Die Verbene (Eisenkraut) hat charakteristische, zusammengesetzte Blütenstände und gelappte oder fein eingeschnittene Blätter. Verbenen werden sowohl samenvermehrt (oft in einer Farbmischung) als auch aus Stecklingskultur (häufig farbsortiert) angeboten. Beide Anzuchtformen sind hauptsächlich in den Farben Rot, Rosa, Weiß und Lila erhältlich.

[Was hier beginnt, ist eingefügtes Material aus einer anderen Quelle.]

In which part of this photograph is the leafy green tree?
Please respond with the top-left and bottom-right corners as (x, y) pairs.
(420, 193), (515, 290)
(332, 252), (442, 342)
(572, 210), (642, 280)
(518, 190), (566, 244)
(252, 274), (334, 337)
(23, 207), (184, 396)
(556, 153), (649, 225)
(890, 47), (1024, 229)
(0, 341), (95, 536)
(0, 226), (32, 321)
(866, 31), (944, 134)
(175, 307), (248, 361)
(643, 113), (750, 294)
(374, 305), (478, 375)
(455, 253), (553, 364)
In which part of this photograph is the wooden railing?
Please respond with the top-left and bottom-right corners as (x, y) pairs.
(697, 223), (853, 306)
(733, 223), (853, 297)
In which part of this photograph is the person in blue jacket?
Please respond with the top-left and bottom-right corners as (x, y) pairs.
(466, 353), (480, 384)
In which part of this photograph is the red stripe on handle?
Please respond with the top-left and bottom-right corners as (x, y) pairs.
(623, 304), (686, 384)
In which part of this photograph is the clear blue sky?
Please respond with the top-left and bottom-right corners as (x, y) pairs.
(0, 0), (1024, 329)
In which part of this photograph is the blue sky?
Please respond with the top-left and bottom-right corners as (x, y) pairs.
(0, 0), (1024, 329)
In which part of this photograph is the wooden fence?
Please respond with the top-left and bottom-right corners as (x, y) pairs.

Darüber hinaus gibt es Arten wie V. bonariensis und V. rigida, die größer werden und oft violett oder lila gefärbt sind.

Die Gazanie (Mittagsgold) zeichnet sich durch Blüten aus, die sich tagsüber öffnen, wenn das Wetter schön und sonnig ist, und am Abend wieder schließen. Das längliche, spatelförmige Blatt ist ziemlich steif: ein Zeichen dafür, dass die Pflanze auch Trockenheit aushalten kann. Die zusammengesetzten Blüten sind hauptsächlich orange, gelb, braun oder rosa. Es gibt sowohl grün- als auch graublättrige Arten.

Bougainvilleen werden als Kultursorten zweier verschiedener Arten angeboten: Bougainvillea spectabilis (Strauchform mit meist lilafarbenen Sorten) und Bougainvillea glabra (Kletterpflanze in vielen verschiedenen Farben). Die Pflanze blüht mit farbigen Hochblättern, die die rein weißen Blüten umgeben.

Pflegetipps
Alle Farbbringer mögen es sonnig, können aber auch Halbschatten vertragen.
Die Blüte kostet die Pflanze viel Energie, daher sollte der Wurzelballen nicht austrocknen. Farbbringer in Kübeln und Kästen haben besonders viel zusätzliches Wasser nötig.
Eine zweiwöchentliche Düngung fördert die Blüte.
Verwelkte Blüten sollten entfernt werden, dann werden die Farbbringer wieder neue Knospen ansetzen.
Die niedrig wachsenden Farbbringer sind einjährige Pflanzen. Bougainvillea kann, sofern sie hell, trocken und kühl überwintert wird, im nächsten Jahr erneut durchstarten.